The educational process to achieve the understanding of the critical number of managers
of other companies, and leaders in business, labor, and government would also be relatively
small a fraction of expenditures already devoted to company advertising and public relations
and perhaps not an incremental expense, but rather a substitute for expenditures already planned
regarding the dissemination of other information.

Once the ownership-broadening concepts are understood by a critical number of people,
it would also be necessary to persuade governments such as those of the USA and the UK to
make modest changes in the existing institutions of corporate finance that they maintain. The
changes would not involve increased taxation, government market intervention, compulsory
actions on the part of citizens or private companies, or increased government spending.
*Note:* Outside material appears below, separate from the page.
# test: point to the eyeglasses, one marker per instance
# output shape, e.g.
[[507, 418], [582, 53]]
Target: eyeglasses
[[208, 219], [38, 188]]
With
sufficient breadth of understanding, the modest governmental changes would not be difficult to
achieve. Once the changes were made, the companies would be able to finance their capital
requirements in a profitable way that would enhance the earning capacity of their customers and
enrich their shareholders. There would be costs of implementation, primarily by way of
fiduciaries acting for the benefit of the new owners, but these world be far outweighed by the
increase in profitability of all participating companies.

VII. CONCLUSION

If the CEO of a major corporation were to initiate and maintain its leadership in this
simple educational process, that CEO and that major corporation would become widely credited
with leading the world out of its present economic nightmare and into a sustainable future of
prosperity, ecological harmony, distributive justice, and relative peace (excluding religious and
racial based conflict). The public relations benefits would be enormous.